Performance Tuning
This guide covers tuning OpenTranscribe for maximum throughput on your hardware. The transcription pipeline, GPU utilization, database, search, and task queue settings all contribute to overall performance.
Transcription Performance
Batch Size Tuning
Batch size controls how many audio chunks the Whisper encoder processes simultaneously. It is the single most impactful transcription speed parameter.

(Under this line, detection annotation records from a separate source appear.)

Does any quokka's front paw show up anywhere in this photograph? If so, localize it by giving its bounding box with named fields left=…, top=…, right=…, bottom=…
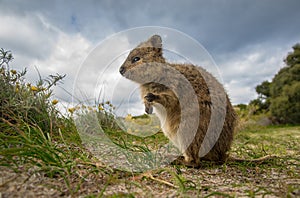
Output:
left=144, top=93, right=159, bottom=102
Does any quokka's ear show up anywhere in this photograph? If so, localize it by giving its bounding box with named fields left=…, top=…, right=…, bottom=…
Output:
left=148, top=35, right=162, bottom=48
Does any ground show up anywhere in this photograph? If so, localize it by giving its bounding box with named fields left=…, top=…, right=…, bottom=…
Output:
left=0, top=126, right=300, bottom=197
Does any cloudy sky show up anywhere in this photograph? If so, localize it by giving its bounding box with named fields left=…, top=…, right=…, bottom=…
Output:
left=0, top=0, right=300, bottom=116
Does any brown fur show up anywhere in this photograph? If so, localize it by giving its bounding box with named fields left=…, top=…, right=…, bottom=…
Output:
left=120, top=35, right=236, bottom=165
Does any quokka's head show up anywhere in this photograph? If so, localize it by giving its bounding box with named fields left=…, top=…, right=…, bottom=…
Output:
left=119, top=35, right=165, bottom=77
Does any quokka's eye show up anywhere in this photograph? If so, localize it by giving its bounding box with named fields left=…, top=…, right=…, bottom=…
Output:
left=131, top=56, right=141, bottom=63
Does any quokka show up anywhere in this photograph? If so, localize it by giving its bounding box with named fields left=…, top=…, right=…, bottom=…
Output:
left=119, top=35, right=236, bottom=166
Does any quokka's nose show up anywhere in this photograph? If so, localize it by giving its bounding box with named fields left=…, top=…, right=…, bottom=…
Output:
left=119, top=67, right=125, bottom=75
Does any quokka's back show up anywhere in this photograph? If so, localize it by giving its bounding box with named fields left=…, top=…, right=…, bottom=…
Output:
left=120, top=35, right=236, bottom=166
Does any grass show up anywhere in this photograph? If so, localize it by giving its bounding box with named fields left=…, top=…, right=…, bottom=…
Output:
left=0, top=49, right=300, bottom=197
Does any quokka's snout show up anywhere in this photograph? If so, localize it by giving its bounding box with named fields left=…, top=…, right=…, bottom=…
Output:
left=119, top=66, right=126, bottom=75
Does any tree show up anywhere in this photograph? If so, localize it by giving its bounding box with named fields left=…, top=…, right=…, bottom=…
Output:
left=250, top=44, right=300, bottom=124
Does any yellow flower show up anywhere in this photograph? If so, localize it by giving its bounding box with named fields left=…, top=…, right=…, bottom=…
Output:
left=68, top=107, right=75, bottom=114
left=30, top=86, right=39, bottom=91
left=52, top=99, right=58, bottom=105
left=125, top=114, right=132, bottom=121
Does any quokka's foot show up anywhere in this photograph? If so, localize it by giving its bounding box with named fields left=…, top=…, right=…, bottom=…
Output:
left=144, top=93, right=159, bottom=102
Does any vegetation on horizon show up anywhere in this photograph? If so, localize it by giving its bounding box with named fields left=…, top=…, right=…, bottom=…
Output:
left=0, top=49, right=300, bottom=197
left=250, top=43, right=300, bottom=124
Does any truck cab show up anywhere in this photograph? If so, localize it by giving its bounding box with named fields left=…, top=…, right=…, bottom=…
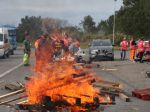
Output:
left=0, top=28, right=10, bottom=58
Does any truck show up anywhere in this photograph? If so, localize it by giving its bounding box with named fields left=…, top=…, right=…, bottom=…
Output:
left=0, top=25, right=17, bottom=55
left=0, top=27, right=11, bottom=58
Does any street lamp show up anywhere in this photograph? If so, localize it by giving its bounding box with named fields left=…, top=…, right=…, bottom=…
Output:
left=113, top=0, right=117, bottom=44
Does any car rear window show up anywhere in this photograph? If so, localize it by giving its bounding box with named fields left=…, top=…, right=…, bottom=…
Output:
left=92, top=40, right=111, bottom=46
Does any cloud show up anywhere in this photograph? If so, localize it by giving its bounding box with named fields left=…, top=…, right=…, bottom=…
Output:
left=0, top=0, right=122, bottom=24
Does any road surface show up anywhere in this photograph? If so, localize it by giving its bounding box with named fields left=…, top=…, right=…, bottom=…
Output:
left=0, top=50, right=150, bottom=112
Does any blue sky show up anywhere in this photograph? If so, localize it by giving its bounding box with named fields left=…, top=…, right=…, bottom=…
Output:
left=0, top=0, right=122, bottom=26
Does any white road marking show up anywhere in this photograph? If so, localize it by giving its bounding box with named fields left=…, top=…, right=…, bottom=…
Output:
left=0, top=63, right=23, bottom=78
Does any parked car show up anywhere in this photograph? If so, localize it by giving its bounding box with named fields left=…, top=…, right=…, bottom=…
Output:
left=89, top=39, right=114, bottom=61
left=0, top=28, right=10, bottom=58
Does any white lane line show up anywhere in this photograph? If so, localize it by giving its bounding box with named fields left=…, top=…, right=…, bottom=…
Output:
left=0, top=63, right=23, bottom=78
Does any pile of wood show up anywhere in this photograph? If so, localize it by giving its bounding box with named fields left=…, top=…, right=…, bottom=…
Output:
left=0, top=81, right=26, bottom=107
left=93, top=79, right=130, bottom=102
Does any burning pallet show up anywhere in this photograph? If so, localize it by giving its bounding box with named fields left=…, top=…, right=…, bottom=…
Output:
left=15, top=95, right=115, bottom=112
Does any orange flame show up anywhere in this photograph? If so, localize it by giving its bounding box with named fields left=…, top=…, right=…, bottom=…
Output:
left=26, top=31, right=110, bottom=110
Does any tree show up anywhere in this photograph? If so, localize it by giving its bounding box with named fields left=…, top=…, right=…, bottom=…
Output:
left=17, top=16, right=42, bottom=42
left=81, top=15, right=96, bottom=33
left=42, top=18, right=68, bottom=33
left=97, top=15, right=113, bottom=34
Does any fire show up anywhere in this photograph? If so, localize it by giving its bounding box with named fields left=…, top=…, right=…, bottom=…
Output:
left=26, top=34, right=110, bottom=112
left=26, top=61, right=95, bottom=104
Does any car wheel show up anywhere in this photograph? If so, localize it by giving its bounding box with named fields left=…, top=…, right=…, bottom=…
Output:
left=3, top=53, right=7, bottom=59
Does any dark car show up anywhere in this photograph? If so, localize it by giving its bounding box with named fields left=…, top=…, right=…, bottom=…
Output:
left=89, top=39, right=114, bottom=61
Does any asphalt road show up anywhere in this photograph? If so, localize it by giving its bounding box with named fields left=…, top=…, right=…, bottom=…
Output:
left=0, top=50, right=150, bottom=112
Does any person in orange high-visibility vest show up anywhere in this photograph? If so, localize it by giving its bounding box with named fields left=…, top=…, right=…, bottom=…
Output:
left=137, top=38, right=145, bottom=63
left=145, top=40, right=150, bottom=60
left=130, top=37, right=136, bottom=61
left=120, top=37, right=128, bottom=60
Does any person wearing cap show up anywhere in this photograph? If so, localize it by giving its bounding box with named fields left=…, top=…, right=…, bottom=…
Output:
left=145, top=40, right=150, bottom=60
left=130, top=37, right=136, bottom=61
left=137, top=38, right=145, bottom=63
left=120, top=37, right=128, bottom=60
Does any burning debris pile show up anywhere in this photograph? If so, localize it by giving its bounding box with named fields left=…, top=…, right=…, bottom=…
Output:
left=26, top=60, right=111, bottom=112
left=0, top=32, right=118, bottom=112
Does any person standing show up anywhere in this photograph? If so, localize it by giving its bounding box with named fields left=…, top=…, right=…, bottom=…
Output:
left=145, top=40, right=150, bottom=60
left=23, top=32, right=31, bottom=66
left=120, top=37, right=128, bottom=60
left=137, top=38, right=145, bottom=63
left=130, top=37, right=136, bottom=61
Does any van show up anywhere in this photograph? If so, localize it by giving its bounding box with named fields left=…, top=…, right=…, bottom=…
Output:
left=0, top=27, right=10, bottom=58
left=2, top=25, right=17, bottom=55
left=89, top=39, right=114, bottom=62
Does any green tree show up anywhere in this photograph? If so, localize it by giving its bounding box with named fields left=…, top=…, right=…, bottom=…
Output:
left=17, top=16, right=42, bottom=42
left=81, top=15, right=96, bottom=33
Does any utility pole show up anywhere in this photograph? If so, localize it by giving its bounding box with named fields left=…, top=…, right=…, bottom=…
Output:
left=113, top=0, right=117, bottom=44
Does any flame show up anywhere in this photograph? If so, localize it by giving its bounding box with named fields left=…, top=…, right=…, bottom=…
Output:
left=26, top=33, right=110, bottom=112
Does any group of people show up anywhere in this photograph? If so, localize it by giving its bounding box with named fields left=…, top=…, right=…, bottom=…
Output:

OpenTranscribe auto-detects the optimal batch size based on GPU VRAM, but you can override it.
| GPU VRAM | Auto-Detected Batch Size | Notes |
|---|---|---|
| 48 GB+ (A6000, A100) | 32 | Optimal for large-v3-turbo |
| 24 GB (RTX 3090, A5000) | 24 | Optimal |
| 16 GB (RTX 4080) | 16 | Good headroom |
| 12 GB (RTX 3080) | 12 | Can push to 16 with turbo model |
| 8 GB (RTX 3070) | 8 | Test 12 with turbo model |
| 6 GB (entry-level) | 4 | Conservative |
Override via environment variable:
# In .env
BATCH_SIZE=24
Important: Transcription VRAM is constant per batch -- it does not scale with audio duration. Longer files simply process more batches sequentially at the same peak VRAM.
Compute Type Selection
The compute type (quantization) affects speed and quality. OpenTranscribe auto-selects based on GPU compute capability.
| Compute Type | GPU Requirement | Speed | Quality Impact |
|---|---|---|---|
int8_float16 | Compute >= 7.5 (Turing+) | Fastest | -0.1 WER (negligible) |
float16 | Compute >= 7.0 (Volta+) | Fast | Baseline |
bfloat16 | Compute >= 8.0 (Ampere+) | Fast | Negligible loss |
float32 | Any | Slowest | Baseline |
int8 | Compute >= 6.1 | Fastest (CPU) | -0.1 WER |
Auto-detection logic (from hardware_detection.py):
- Compute 7.5+ (RTX 20xx, 30xx, 40xx, A-series):
int8_float16 - Compute 7.0 (V100):
float16 - Below 7.0:
float32
Override:
WHISPER_COMPUTE_TYPE=float16
Beam Size
| Beam Size | Speed | Quality Impact |
|---|---|---|
| 1 (greedy) | 2-3x faster | -1-2% WER |
| 2 | 1.5x faster | -0.5% WER |
| 5 (default) | Baseline | Baseline |
For batch processing where speed matters more than perfection, beam_size=1 gives a significant speedup with minimal quality loss.
WHISPER_BEAM_SIZE=1
Model Selection Impact
| Model | Speed | VRAM | English | Multilingual | Translation |
|---|---|---|---|---|---|
large-v3-turbo (default) | 6x faster | ~6 GB | Excellent | Good | No |
large-v3 | Slow | ~10 GB | Excellent | Best | Yes |
large-v2 | Slow | ~10 GB | Excellent | Good | Yes |
Use large-v3-turbo unless you need translation to English or maximum non-English accuracy. The turbo model uses ~40% less VRAM and processes 6x faster.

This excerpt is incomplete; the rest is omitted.